Settlement by one insured bars others from claiming UIM benefits
This week in a typical Henry Saad opinion, Farm Bureau was given everything it wanted in a declaratory judgment action against its insureds. Four people were badly hurt and a fifth died when their Farm Bureau-insured car was struck head-on by another car that crossed the centerline. As "occupants" of the insured car, the Hares and Alexanders were all entitled to Underinsured Motorist benefits that were purchased from Farm Bureau by the car owner, Duane Alexander.
The at-fault driver carried liability limits of $250,000.00 per injury and $500,000.00 per occurrence. The UIM coverage from Farm Bureau had limits of $100,000.00 per person and $300,000.00 per occurrence. Eventually, the at-fault's insurer, GEICO, paid its limits to the dead woman's estate and to Yvonne Hare--the most seriously injured victim. Meanwhile Farm Bureau filed a Dec Action arguing that it owed no UIM benefits to anyone. It took this position based on these arguments:
1. Since GEICO's limits would have allowed $250,000.00 to be "payable" for each injury, more liability coverage was "payable," regardless of who got it, than was available for UIM coverage. Therefore, under the language of the policy, Farm Bureau argued that it owed nothing. The three uncompensated victims argued that since the GEICO liability policy was paid to others and not to them, Farm Bureau should not be entitled to a credit for the amount theoretically "payable" to them.
2. Farm Bureau also argued that since two of the victims had settled their claims with GEICO without Farm Bureau's consent, under the policy language the remaining victims were entitled to nothing.
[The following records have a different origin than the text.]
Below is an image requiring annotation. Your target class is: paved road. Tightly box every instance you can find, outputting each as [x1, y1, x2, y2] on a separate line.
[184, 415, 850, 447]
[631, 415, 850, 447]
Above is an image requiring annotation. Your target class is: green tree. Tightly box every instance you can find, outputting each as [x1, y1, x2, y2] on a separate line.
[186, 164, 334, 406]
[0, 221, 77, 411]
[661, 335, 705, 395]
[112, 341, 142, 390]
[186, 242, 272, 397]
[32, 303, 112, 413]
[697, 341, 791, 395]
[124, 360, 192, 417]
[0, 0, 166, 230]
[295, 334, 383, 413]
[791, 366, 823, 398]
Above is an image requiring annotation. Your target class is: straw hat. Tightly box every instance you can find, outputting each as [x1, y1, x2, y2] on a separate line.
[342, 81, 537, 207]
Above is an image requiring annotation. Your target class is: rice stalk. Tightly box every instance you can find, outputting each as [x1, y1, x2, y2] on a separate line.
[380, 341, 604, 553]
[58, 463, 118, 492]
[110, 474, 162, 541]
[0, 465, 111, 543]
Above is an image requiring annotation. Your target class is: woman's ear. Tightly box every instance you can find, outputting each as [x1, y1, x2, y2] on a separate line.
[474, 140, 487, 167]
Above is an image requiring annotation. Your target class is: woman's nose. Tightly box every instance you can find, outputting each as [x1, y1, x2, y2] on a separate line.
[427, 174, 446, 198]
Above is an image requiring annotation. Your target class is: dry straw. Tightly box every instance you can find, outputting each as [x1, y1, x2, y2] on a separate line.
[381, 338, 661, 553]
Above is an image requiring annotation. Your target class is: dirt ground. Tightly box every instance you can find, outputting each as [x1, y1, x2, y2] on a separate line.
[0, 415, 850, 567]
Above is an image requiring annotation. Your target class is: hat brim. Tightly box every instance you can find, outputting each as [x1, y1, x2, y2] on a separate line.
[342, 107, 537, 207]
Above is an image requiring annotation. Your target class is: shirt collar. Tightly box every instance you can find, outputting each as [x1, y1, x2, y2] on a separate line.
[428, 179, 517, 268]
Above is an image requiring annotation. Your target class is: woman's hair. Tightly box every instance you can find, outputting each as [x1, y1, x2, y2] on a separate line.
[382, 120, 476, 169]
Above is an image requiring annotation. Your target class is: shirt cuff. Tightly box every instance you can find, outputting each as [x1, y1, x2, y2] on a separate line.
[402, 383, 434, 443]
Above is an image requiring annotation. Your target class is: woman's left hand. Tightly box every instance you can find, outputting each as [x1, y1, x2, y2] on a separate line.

Farm Bureau argued that the unauthorized settlement with GEICO by two victims "wiped out" the rights of the remaining insureds.
The Court of Appeals held that pursuant to the Michigan Supreme Court's earlier ruling in Willkie v. Auto Owners, it didn't matter whether a given insured received a dollar of liability coverage: if the at-fault's liability coverage had limits theoretically larger than the UIM coverage, the UIM carrier was off the hook. If eight people were forced to share the limits and received only a nominal recovery, or if some of the victims won the "race to the courthouse" and exhausted the liability limits leaving some victims uncompensated, the under-compensated victims were not entitled to UIM coverage. The similar holding in the Hare/Alexander case that Farm Bureau owed UIM benefits to no one, because all were hurt by someone who "could have" paid them something equaling the UIM limits was no surprise, since the Republican, insurance-oriented, special interest-dominated Michigan Supreme Court majority had already reached this conclusion in Willkie.
It was an enormous surprise, however, for insurance-friendly Saad and companions to hold that the settlement actions of two victims were binding upon, and voided the rights of the remaining victims. Such a conclusion was unnecessary "dicta," given the previous Willkie holding, and it opens the door for unscrupulous adjusters to wipe out the claims of other UIM insured/victims by over-compensating fringe victim insureds in other multi-UIM claimant circumstances. If a UIM carrier on the hook to multiple UIM claimants can persuade the at-fault uninsured or underinsured motorist to offer a nominal settlement to a marginally-injured victim, together they can wipe out the UM and UIM rights of the seriously injured claimants. Probably no outcome that Henry Saad would enjoy more.